The present path of greenhouse gas emissions commits us to a 4–5°C temperature increase relative to pre-industrial levels. Even at 3°C of warming we could face “outright chaos” and “nuclear war is possible”, according to the 2007 Age of Consequences report by two US think tanks (see page 10). Yet this is the world we are now entering. The Paris climate agreement voluntary emission reduction commitments, if implemented, would result in the planet warming by 3°C, with a 50% chance of exceeding that amount. This does not take into account “longer-term” carbon-cycle feedbacks – such as permafrost thaw and declining efficiency of ocean and terrestrial carbon sinks, which are now becoming relevant. If these are considered, the Paris emissions path has more than a 50% chance of exceeding 4°C warming. (Technically, accounting for these feedbacks means using a higher figure for the system’s “climate sensitivity” – which is a measure of the temperature increase resulting from a doubling of the level of greenhouse gases – to calculate the warming. A median figure often used for climate sensitivity is ~3°C, but research from MIT shows that with a higher climate sensitivity figure of 4.5°C, which would account for feedbacks, the Paris path would lead to around 5°C of warming (Reilly et al. 2015).)

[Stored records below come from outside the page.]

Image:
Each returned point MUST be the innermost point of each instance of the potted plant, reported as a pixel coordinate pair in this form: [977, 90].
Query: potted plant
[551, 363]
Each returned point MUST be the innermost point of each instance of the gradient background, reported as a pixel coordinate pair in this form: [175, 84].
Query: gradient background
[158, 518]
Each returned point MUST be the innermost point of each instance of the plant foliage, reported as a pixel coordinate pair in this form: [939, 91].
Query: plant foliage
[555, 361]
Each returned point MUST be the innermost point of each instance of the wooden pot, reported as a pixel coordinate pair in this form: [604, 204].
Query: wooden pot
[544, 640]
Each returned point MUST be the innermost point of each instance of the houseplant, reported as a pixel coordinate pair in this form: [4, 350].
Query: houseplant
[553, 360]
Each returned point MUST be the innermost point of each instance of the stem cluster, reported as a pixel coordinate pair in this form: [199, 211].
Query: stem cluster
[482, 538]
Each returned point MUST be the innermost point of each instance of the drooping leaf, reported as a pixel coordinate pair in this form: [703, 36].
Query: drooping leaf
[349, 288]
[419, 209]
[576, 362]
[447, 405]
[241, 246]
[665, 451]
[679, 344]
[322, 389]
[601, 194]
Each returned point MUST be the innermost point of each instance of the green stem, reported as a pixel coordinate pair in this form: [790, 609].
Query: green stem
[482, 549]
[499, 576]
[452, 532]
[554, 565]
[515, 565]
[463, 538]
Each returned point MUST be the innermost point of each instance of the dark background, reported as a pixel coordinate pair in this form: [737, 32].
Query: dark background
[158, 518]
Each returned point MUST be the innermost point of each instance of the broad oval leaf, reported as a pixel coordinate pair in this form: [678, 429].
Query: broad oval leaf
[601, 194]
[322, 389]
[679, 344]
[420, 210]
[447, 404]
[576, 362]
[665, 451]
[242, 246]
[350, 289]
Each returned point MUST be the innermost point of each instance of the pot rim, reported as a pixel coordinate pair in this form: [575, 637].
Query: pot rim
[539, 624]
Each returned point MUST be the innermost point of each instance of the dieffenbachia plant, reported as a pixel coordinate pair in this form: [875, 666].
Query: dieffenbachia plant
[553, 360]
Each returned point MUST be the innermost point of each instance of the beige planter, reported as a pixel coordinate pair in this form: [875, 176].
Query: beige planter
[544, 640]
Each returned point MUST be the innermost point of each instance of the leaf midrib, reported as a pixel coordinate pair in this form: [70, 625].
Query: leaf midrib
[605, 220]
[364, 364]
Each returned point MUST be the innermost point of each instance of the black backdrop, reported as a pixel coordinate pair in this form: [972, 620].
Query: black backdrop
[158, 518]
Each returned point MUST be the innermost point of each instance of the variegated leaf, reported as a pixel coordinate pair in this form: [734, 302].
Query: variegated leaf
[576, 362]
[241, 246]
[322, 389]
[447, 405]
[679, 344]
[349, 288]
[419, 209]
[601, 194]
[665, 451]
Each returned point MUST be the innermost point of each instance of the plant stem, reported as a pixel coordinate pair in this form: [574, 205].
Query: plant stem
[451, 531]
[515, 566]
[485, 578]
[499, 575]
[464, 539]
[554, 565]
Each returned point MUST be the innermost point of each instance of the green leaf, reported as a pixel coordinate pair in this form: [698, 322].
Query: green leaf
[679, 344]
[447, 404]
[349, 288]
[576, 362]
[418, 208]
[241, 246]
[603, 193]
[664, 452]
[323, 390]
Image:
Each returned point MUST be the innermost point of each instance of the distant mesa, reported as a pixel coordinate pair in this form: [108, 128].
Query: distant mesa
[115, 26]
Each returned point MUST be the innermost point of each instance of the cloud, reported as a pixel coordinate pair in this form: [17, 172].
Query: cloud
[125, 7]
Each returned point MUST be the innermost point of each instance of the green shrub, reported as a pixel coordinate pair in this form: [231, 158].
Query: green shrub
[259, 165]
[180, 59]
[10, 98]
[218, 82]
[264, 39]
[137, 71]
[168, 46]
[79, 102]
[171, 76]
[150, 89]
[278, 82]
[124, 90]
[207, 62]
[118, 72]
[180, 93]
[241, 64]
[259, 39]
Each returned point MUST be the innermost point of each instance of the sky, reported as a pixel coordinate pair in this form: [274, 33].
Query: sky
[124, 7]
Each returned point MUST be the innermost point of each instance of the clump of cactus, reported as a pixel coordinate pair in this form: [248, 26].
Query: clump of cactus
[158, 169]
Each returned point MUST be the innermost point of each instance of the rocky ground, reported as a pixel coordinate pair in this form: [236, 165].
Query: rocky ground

So we are looking at a greater than one-in-two chance of either annihilating intelligent life, or permanently and drastically curtailing its potential development. Clearly these end-of-civilisation scenarios are not being considered even by risk-conscious leaders in politics and business, which is an epic failure of imagination…

The scale of the challenge is reflected in a recent “carbon law” articulated by a group of leading scientists (Rockström et al. 2017). They demonstrated that for a 66% chance of holding warming to 2°C and a 50% chance of holding warming to 1.5°C (with overshoot), their “carbon law” requires:

• Halving of global emissions every decade from 2020 to 2050 [to 5 Gt CO2/year by 2050];

• Reducing carbon dioxide emissions from land use to zero by 2050; and

• Establishing carbon drawdown capacity of 5 gigatonnes of carbon dioxide per year by 2050.

Lead author Johan Rockström says: ”It’s way more than adding solar or wind... It’s rapid decarbonization, plus a revolution in food production, plus a sustainability revolution, plus a massive engineering scale-up [for carbon removal].” In other words, an emergency-scale effort” (Ian Dunlop and David Spratt, “Disaster Alley climate change conflict & risk”, Breakthrough, 2017: https://uploads.guim.co.uk/2017/06/20/ACFrOgDkCYAvFeJ9d4YxhOlZiOHNkTOnWbkhlY_dX8kl_O3ChbGcEmWsbUNrOnJUwE4SNWFvzB7RM6w4GsF0pDwdnREIip-k5J-03TQc0Op4FWrsNcZpjXAuy7NNJ_Y=.pdf ; see also Reilly, J., S. Paltsev, E. Monier, H. Chen, A. Sokolov, J. Huang, Q. Ejaz, J, Scott , J. Morris and A. Schlosser (2015) Energy and Climate Outlook: Perspectives from 2015, MIT Program on the Science and Policy of Global Change, Cambridge MA ).